This year, the horticultural award for Perennial of the Year was bestowed upon a hardy geranium named “Rozanne.” Its flowers, unassuming and abundant, shine a brilliant violet blue. “Rozanne” never tires; it keeps blooming and blooming, from spring even to winter.
So was Rosalie Suzanne (Rozanne) Garrett Epps, who died Sunday evening after a brief illness. We at Style Weekly knew her as our senior contributing editor. For years she was an eagle-eyed copy editor and Back Page moderator, our longest-serving colleague with whom the magazine had a 21-year association. Readers recognized her as language columnist “Rosie Right.” But her work at Style was only the latest endeavor in a remarkable life.
Rozanne was born Oct. 29, 1922, in Jacksonville, Fla.
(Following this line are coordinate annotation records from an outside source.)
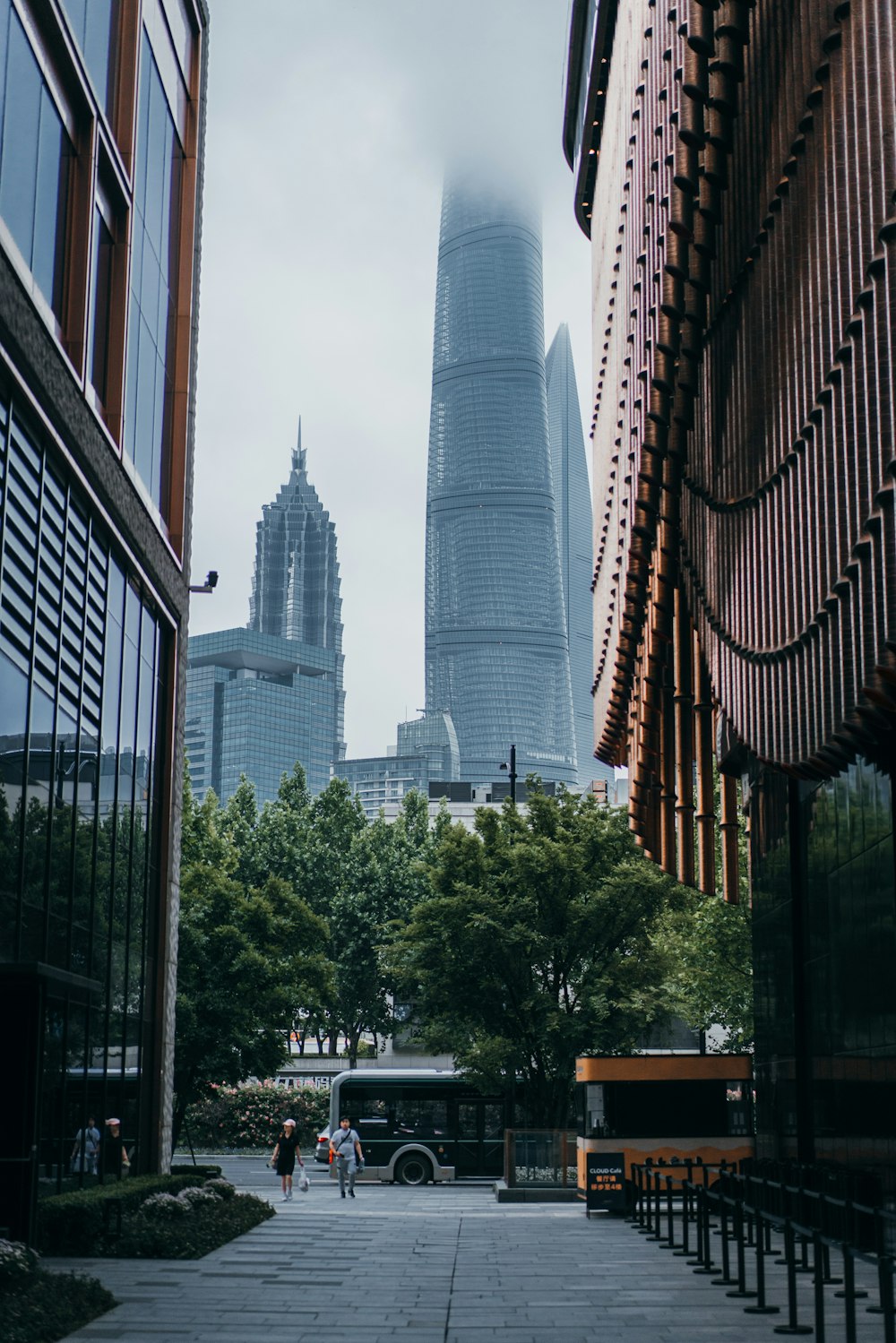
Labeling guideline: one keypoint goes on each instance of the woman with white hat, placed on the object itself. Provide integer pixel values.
(284, 1158)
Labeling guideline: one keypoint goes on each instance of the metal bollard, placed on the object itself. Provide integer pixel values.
(790, 1259)
(761, 1307)
(726, 1280)
(849, 1291)
(704, 1252)
(818, 1286)
(685, 1218)
(740, 1291)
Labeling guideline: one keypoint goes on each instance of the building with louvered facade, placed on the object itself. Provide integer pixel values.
(495, 641)
(734, 168)
(263, 699)
(101, 153)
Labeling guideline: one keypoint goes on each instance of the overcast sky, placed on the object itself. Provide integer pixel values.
(328, 128)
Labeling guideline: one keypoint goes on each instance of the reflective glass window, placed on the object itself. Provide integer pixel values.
(99, 306)
(151, 327)
(13, 702)
(35, 156)
(96, 27)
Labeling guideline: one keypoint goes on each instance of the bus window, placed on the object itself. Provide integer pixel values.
(422, 1116)
(493, 1120)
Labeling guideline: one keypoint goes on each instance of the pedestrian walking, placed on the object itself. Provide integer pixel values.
(346, 1147)
(113, 1155)
(83, 1154)
(285, 1155)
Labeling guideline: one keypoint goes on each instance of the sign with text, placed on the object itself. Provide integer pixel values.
(605, 1182)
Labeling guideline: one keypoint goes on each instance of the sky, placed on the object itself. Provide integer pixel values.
(330, 125)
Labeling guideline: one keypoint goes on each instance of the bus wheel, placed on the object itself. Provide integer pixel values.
(413, 1170)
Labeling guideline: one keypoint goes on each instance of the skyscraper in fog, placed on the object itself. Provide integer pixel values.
(495, 638)
(573, 495)
(263, 697)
After graduating from Vassar College in 1943, she worked for Naval Intelligence in the Pentagon until the end of World War II, when she became a columnist for the Washington, D.C.-based Pathfinder news magazine.
In 1946 she married Richmonder A.C. Epps, an attorney and later partner with Christian & Barton, LLP. They raised three sons: Augustus C. Epps Jr., a partner with Christian & Barton, George Garrett Epps, a novelist, journalist and law professor at the University of Baltimore, and John D. Epps, a partner with Hunton & Williams LLP.
In 1965, Rozanne began a long career with Richmond Professional Institute, now Virginia Commonwealth University. She worked as assistant director of the Evening College and Summer School, becoming director of Evening, Summer and Off-Campus Studies. She retired in 1986 when then-Gov. Gerald Baliles appointed her to VCU's Board of Visitors.
Rozanne started working at Style Weekly as a freelance copy editor in 1987, joining the staff full-time two years later. In 1991 she began writing a column called “Getting It Right” (soon changed to “Rosie Right”), in which she addressed the foibles and quirks of the English language.
“Eternal vigilance is the price of clarity,” she once wrote — yet she forgave Style writers for their errors and corrected them with gentle good humor.
Rozanne made us laugh. She bemoaned the state of the world but never lost hope that things would get better. She loved the Oxford English Dictionary. She considered commas an inscrutable art form. We miss her.
A memorial service for Rozanne Epps will be held 11 a.m. this Wednesday, Nov. 19, at St. Paul's Episcopal Church, 815 E. Grace St. Memorial contributions may be made to the Rozanne Epps Scholarship Fund at Virginia Commonwealth University or the Central Virginia Legal Aid Society.